7. Virtual Memory

Part of the 22C:116 Lecture Notes for Fall 2002
by Douglas W. Jones
THE UNIVERSITY OF IOWA Department of Computer Science

Primary and Secondary Memory

What if the aggregate memory requirements of the system plus applications excede the available main memory. If there is auxiliary memory available, for example, on disk, there are at least three ways of using this as a secondary memory or backing storage:

Overlays
Swapping
Paging

Overlays

Overlays are sections of an application's code or data that are stored on secondary memory when not in use. It is up to the application to read overlays into main memory when they are needed, and it is up to the application to write overlays back to secondary memory, if necessary, when they are unneeded.

Typically, each overlay contains a procedure or function. The main program must load the overlay before calling the routine, and the routine in the overlay may call any routines that were loaded with the main program. In addition, an overlay may contain secondary routines called only from within that overlay, and it may load other overlays.

In the most primitive overlay systems, memory to hold the overlays is allocated statically. In more advanced overlay systems, memory to hold overlays is allocated dynamically. In such a system, a call to a routine contained in an overlay might be coded as follows:

	{ /* load overlay X and then call function x within it */
		int X;       /* file descriptor */
		int Xsiz;    /* size of file */
		void * Xpt;  /* pointer to overlay */

		/* first find out about the file */
		X = open("X", ...);
		Xsiz = lseek( X, 0, L_XTND );

		/* second, make space for the contents */
		Xpt = malloc( Xsiz  );

		/* third, load the file in memory */
		Xsiz = lseek( X, 0, L_SET );
		read( X, Xpt, Xsiz);

		/* then, call the function */
		(*Xpt)(params)

		/* finally, dispose of the memory it occupied */
		free( Xpt )
	}

The above C code assumes that the overlay can be loaded into memory by a simple call to read(). This will be true if the file contains position independent code, but a more complicated loader is required if any relocation or linkage needs to be performed.

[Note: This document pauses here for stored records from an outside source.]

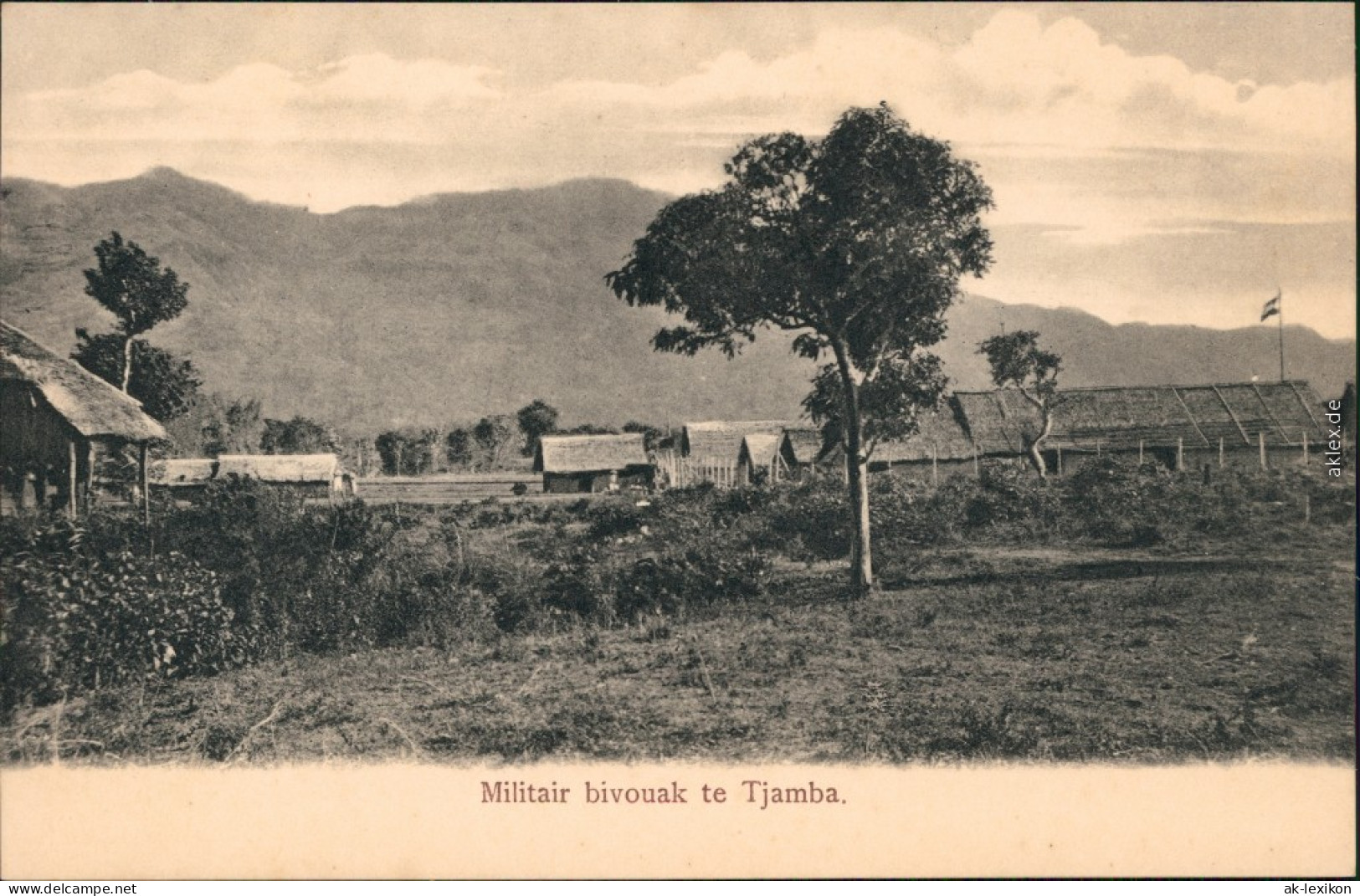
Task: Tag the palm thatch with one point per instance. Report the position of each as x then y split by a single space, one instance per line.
589 453
298 469
90 406
181 472
1001 422
721 439
759 449
801 446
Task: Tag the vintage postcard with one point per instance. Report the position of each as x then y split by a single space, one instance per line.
491 441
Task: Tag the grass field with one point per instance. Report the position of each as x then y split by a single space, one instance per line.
983 653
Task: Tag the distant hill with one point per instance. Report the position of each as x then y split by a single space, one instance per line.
461 305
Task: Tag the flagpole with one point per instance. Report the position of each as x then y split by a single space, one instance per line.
1280 313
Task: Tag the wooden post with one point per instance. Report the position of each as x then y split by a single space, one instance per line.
146 486
71 479
89 483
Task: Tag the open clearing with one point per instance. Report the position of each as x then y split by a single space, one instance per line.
1068 654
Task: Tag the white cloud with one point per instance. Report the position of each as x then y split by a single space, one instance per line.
1014 91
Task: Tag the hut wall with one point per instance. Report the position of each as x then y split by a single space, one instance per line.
36 452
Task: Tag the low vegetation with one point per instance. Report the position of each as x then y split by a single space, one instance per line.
1114 613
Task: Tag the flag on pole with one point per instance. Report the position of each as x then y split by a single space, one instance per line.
1270 308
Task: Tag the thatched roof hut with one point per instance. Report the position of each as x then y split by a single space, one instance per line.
801 446
309 472
721 439
939 437
587 453
298 469
182 472
89 406
592 463
58 419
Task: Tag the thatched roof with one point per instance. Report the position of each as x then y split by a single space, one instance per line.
196 471
589 453
939 435
804 445
1120 417
759 449
280 468
89 404
721 439
295 469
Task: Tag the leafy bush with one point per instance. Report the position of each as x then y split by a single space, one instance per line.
74 623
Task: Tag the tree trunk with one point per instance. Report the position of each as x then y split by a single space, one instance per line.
857 480
1035 456
126 362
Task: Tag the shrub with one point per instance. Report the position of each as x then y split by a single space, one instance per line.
74 623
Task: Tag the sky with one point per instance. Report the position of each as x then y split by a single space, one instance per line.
1170 163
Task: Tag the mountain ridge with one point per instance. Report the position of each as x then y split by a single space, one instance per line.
459 305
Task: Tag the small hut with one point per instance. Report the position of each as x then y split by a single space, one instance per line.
59 420
593 463
759 458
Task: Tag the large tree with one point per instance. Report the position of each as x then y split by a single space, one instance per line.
855 243
136 289
1018 362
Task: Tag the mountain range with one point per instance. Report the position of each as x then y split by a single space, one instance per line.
454 306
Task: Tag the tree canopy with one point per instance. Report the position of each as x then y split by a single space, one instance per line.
536 420
136 289
854 243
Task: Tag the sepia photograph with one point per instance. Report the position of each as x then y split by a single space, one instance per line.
774 439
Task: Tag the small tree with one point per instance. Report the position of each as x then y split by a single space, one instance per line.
536 419
1018 362
132 286
300 435
167 385
855 243
493 437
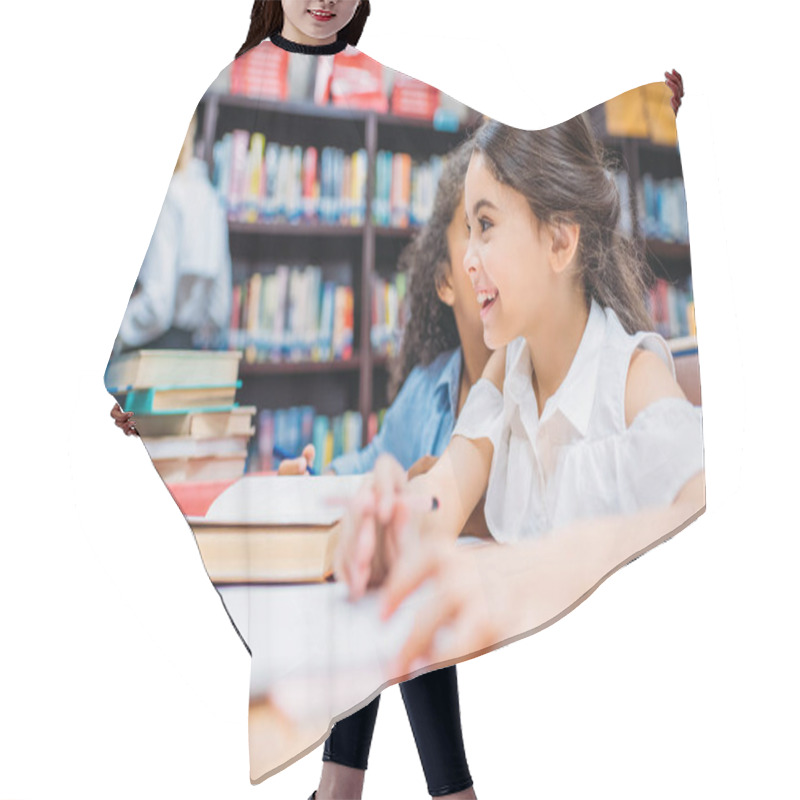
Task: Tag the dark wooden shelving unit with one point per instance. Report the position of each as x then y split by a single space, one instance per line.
352 129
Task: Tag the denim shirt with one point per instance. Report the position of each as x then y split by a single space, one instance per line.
420 420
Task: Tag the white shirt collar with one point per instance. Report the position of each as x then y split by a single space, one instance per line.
574 398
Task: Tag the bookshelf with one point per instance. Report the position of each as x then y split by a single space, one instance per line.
359 382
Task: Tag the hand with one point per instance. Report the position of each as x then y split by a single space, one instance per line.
421 466
675 82
471 608
298 466
377 525
124 420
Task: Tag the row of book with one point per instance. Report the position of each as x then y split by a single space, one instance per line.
348 80
261 181
404 190
662 209
292 314
672 307
185 411
284 432
389 313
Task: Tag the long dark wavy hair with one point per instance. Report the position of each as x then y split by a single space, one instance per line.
563 173
266 19
431 327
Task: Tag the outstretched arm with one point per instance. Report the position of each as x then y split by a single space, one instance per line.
675 82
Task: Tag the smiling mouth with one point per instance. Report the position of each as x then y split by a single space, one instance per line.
486 300
323 16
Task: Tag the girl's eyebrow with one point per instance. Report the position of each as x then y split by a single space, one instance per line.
481 203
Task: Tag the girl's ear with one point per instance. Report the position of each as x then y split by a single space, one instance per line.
444 288
565 237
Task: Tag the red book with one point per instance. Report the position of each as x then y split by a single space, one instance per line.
357 81
261 72
413 98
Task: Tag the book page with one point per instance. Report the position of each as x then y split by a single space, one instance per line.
285 500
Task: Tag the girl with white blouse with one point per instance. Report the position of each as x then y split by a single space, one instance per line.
587 449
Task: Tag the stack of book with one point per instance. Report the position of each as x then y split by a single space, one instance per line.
291 429
270 529
185 411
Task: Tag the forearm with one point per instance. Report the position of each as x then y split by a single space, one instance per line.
457 481
550 576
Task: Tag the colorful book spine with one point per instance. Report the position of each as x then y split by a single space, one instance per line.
671 306
291 429
293 315
404 189
662 209
389 314
263 181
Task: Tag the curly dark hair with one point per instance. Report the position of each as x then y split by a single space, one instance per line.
266 19
431 327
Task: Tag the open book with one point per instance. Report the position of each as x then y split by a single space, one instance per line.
270 529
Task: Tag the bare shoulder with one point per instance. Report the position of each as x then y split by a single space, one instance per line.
495 369
649 379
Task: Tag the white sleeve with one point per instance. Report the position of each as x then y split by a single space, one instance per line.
660 451
482 414
150 310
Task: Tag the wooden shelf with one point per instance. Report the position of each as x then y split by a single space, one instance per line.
373 130
303 229
299 367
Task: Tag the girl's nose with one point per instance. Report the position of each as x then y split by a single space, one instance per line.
470 262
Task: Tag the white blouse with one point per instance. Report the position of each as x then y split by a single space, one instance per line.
579 459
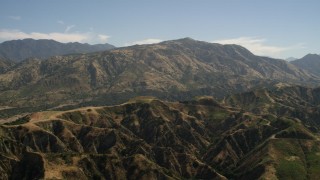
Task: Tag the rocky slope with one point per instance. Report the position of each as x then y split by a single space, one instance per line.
173 70
19 50
5 65
310 62
146 138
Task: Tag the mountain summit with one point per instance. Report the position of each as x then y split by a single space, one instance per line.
175 70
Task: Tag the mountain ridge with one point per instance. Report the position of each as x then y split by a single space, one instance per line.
173 70
18 50
149 138
310 62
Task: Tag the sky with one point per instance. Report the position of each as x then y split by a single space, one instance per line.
274 28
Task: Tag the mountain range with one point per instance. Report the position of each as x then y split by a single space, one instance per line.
179 109
18 50
173 70
252 135
310 62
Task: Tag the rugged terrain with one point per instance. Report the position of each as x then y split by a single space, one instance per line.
268 133
19 50
310 62
171 70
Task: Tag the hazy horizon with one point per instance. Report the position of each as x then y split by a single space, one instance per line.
273 28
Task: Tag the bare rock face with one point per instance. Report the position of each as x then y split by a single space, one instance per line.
172 70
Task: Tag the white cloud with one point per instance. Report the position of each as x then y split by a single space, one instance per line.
144 41
68 28
60 22
258 46
103 38
88 37
17 18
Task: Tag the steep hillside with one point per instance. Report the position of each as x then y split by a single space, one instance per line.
174 70
18 50
146 138
5 65
310 62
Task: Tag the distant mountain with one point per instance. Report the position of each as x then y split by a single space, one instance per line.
5 65
310 62
291 59
18 50
173 70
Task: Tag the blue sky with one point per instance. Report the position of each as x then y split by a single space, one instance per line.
276 28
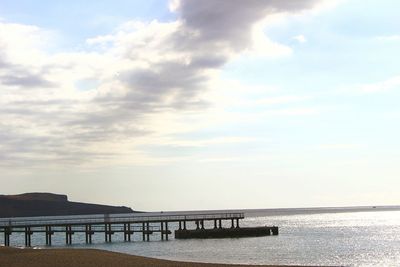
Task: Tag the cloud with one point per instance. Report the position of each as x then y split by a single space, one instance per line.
388 38
141 73
300 38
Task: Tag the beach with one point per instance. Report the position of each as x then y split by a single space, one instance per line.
84 258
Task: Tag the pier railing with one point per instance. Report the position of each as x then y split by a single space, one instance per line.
101 219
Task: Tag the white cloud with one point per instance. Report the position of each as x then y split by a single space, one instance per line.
142 73
389 38
300 38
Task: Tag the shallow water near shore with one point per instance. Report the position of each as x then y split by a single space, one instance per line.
306 238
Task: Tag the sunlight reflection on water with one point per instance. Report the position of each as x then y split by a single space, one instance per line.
351 239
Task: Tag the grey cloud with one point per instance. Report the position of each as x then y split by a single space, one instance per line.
25 80
210 32
231 21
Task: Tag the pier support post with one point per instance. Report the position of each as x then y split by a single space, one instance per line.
7 233
68 234
28 234
129 232
88 234
148 231
125 233
49 233
166 231
109 232
162 230
144 232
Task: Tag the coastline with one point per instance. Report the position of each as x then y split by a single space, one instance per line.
16 257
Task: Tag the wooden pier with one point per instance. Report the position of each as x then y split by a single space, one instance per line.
109 225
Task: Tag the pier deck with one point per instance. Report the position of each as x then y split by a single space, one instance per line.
108 225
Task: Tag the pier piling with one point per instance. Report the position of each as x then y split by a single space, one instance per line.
109 225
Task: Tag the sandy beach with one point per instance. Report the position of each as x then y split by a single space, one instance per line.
14 257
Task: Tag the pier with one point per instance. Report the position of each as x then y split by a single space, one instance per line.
109 225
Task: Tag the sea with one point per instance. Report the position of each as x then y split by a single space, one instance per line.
357 236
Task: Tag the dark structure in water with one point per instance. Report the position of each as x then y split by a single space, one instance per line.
227 232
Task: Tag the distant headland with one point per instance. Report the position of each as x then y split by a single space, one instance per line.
48 204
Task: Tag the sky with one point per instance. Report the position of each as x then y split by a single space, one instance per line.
193 105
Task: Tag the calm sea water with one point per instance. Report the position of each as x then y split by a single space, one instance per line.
305 238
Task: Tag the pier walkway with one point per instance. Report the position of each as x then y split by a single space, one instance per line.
108 225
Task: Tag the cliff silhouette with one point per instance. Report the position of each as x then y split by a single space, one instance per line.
48 204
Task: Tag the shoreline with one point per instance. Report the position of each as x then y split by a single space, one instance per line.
10 256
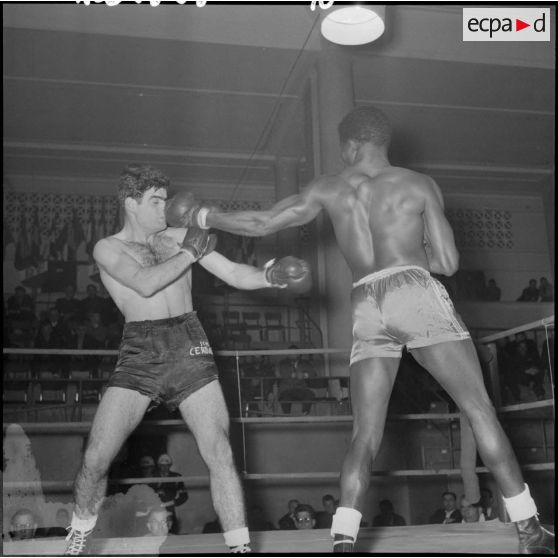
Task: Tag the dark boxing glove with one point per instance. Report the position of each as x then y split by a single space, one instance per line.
198 242
183 210
289 272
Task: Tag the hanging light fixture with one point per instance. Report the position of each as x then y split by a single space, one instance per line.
354 25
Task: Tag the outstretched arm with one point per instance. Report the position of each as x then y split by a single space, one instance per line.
292 211
441 251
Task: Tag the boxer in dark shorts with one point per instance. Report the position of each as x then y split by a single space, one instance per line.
167 359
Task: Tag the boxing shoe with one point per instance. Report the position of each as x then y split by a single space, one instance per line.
240 549
343 544
78 542
533 538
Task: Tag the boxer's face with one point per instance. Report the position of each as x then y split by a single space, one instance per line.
150 210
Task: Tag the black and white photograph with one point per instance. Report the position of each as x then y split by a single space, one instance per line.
278 278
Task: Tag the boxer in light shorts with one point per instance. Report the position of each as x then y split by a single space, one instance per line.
390 226
401 306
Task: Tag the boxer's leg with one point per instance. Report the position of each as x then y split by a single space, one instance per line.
456 367
118 414
205 413
372 381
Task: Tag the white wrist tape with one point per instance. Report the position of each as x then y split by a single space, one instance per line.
83 524
202 218
266 267
237 537
521 507
346 521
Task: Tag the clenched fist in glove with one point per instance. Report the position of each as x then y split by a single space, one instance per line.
183 210
198 242
289 272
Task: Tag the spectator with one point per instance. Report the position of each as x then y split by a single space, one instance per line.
292 387
546 290
62 523
159 522
68 306
20 306
23 525
387 516
287 522
449 512
96 329
325 517
528 369
487 504
257 521
492 292
305 517
530 293
92 302
471 513
171 494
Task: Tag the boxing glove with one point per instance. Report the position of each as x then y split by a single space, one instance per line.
183 210
198 242
289 273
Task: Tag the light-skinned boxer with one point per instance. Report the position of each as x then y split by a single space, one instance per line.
390 226
165 356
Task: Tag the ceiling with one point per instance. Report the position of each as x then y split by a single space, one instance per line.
215 95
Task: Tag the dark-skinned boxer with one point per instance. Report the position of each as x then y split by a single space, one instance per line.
390 226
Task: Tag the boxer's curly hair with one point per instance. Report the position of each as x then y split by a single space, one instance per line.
136 179
366 124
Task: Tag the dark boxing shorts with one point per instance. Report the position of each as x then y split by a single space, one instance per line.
401 306
167 359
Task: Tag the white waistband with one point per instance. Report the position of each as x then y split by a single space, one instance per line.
386 272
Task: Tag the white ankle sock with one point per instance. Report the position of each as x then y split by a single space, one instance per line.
237 537
522 506
346 521
83 524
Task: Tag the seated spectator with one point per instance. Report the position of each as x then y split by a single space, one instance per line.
492 292
305 517
68 306
449 512
171 494
96 329
20 306
23 525
325 517
62 524
487 504
471 513
546 290
159 522
287 522
292 387
528 369
92 302
212 527
257 520
387 516
530 293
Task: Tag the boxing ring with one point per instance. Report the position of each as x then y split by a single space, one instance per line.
491 537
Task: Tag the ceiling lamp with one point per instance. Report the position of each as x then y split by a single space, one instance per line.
354 25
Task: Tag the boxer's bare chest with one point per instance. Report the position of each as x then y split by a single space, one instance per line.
158 249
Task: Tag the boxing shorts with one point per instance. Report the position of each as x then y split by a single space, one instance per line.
167 359
401 306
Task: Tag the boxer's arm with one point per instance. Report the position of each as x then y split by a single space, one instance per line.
146 281
292 211
237 275
443 257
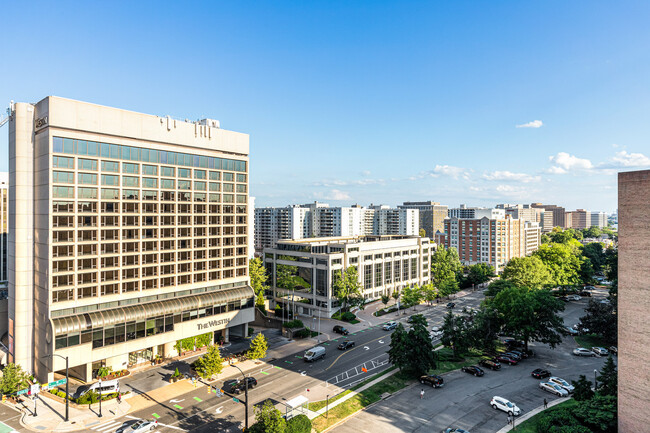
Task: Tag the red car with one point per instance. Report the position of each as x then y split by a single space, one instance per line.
506 360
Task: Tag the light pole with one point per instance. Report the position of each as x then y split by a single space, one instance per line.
246 394
100 398
67 381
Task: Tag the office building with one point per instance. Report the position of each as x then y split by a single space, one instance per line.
464 212
432 215
633 305
491 241
128 232
301 271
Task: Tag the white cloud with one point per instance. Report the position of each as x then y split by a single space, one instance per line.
510 176
532 124
625 159
563 163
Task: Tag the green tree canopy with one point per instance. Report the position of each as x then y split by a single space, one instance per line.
258 277
530 315
527 272
258 347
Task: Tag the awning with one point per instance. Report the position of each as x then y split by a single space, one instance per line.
98 319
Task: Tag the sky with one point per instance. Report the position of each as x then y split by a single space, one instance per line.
364 102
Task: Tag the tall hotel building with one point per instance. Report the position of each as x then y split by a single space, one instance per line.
128 232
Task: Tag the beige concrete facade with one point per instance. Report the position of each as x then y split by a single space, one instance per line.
128 232
633 301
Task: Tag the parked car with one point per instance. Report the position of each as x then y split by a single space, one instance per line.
581 351
505 405
563 383
237 386
434 380
540 373
476 371
600 351
493 365
506 360
553 389
346 345
341 330
139 426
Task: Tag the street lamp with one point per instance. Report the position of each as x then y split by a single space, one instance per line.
100 398
67 381
246 394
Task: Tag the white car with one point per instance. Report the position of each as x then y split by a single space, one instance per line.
139 426
581 351
553 389
600 351
563 383
505 405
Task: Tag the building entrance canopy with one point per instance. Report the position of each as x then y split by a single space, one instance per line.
98 319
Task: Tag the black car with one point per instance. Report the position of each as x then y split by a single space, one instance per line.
341 330
540 373
434 380
346 345
472 369
238 386
493 365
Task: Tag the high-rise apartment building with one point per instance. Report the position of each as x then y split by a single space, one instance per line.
580 219
319 220
633 306
128 232
463 212
432 215
559 213
598 219
302 271
491 241
4 224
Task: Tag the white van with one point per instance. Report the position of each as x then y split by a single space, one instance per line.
108 387
314 354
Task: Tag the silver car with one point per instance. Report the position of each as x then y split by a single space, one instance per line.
553 389
563 383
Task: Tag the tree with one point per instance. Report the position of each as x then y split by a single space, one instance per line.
209 364
561 262
582 389
258 276
527 272
412 351
258 347
13 379
600 319
346 285
268 419
608 378
479 273
530 315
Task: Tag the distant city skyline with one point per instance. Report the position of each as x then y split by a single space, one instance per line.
380 102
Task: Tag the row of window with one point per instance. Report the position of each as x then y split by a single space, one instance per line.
115 334
129 153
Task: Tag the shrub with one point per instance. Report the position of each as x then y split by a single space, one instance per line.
298 424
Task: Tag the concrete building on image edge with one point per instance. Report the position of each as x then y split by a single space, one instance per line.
633 301
128 232
301 271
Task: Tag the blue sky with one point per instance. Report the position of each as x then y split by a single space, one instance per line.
367 101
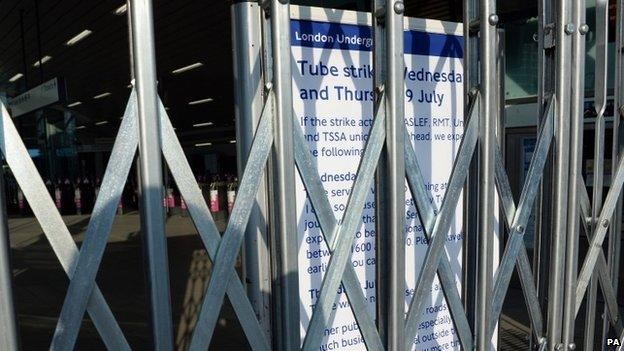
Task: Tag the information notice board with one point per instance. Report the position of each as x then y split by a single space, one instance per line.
333 101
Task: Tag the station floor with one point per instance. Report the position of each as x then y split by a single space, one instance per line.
40 286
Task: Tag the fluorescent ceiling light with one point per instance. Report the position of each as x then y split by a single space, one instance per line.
16 77
85 33
197 102
102 95
43 60
121 10
205 124
187 68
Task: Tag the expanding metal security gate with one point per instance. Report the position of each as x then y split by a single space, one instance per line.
268 136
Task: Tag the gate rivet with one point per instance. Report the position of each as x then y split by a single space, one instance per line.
570 28
493 19
583 29
399 7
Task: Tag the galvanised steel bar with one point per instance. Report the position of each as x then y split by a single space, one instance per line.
150 166
595 248
615 236
322 208
344 237
54 228
576 163
515 244
562 30
471 195
248 105
487 141
440 228
382 251
206 227
426 213
395 173
227 252
543 213
9 339
283 173
98 230
600 102
608 291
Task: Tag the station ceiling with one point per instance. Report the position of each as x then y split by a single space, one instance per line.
187 32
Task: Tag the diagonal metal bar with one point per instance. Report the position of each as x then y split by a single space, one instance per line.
98 231
54 228
230 243
426 213
198 209
515 243
310 176
441 226
344 237
523 265
595 247
604 279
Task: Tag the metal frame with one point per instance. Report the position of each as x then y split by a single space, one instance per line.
269 138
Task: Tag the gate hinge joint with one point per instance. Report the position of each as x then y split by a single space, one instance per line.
550 36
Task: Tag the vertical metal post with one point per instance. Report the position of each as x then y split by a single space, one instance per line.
471 198
576 163
283 166
487 141
563 29
615 236
8 326
600 102
248 104
152 221
382 251
395 173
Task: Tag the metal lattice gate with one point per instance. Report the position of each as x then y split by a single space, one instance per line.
273 149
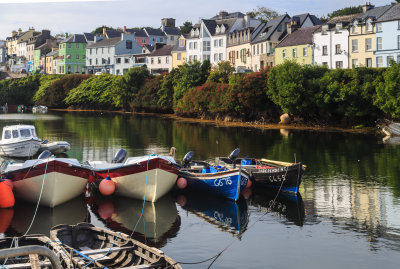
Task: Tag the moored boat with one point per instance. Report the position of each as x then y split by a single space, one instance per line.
92 247
47 180
278 175
19 141
217 180
144 177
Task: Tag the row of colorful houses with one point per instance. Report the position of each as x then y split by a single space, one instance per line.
371 38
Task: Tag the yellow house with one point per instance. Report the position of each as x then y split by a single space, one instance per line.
297 46
362 42
17 37
239 48
179 53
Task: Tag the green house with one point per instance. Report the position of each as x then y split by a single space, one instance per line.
72 55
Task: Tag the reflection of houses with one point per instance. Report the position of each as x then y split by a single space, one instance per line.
160 60
101 56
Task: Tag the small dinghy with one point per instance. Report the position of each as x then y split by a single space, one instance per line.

A common form of overlay is the load-on-call procedure. This purpose of this is to hide the details of overlay management from the user of the overlay, packaging these details in a special procedure called an overlay stub. The only part of the procedure initially loaded in main memory is the load-on-call stub; a call to this loads the procedure into main memory and then transfers control to it. Thus, the act of calling the procedure causes it to be loaded.

The word stub is widely used in discussions of program development, dynamic linkage and distributed software, so it is important to make it clear that this word is not just technical jargon, but also common English.
A stub is the remainder of a branch or limb that has been cut or broken off of a tree or animal. In the case of software, the tree that is of interest is the abstract tree describing the history of procedure and function calls during the execution of a program. The root of this tree is the main program, and each routine called from the root corresponds to a branch. A routine that calls no other routines is a leaf of the tree, and if some branch of the tree is run on a different machine, or loaded by a different loader, or involves code that has not yet been written, the code at the base of that branch is referred to as a stub.

Consider the procedure X. In a program calling X where the memory is not sufficient for all routines needed by that program, a call to X might be linked to a stub instead of being linked to X. The following stub is designed to mimic the external interface of X, and when it is called, it loads X into memory, calls it, returns the results of X, and then deallocates the memory used so that it may be used for other routines.

	Xstub(params)
		Xpt = malloc( sizeof(X) )
		load( X, Xpt )
		(*Xpt)(params)
		free( Xpt )
		return

Here, sizeof(f) returns the size of the memory region needed by the object file f, and load(f,p) is a system routine that loads object file f into the memory region pointed to by p.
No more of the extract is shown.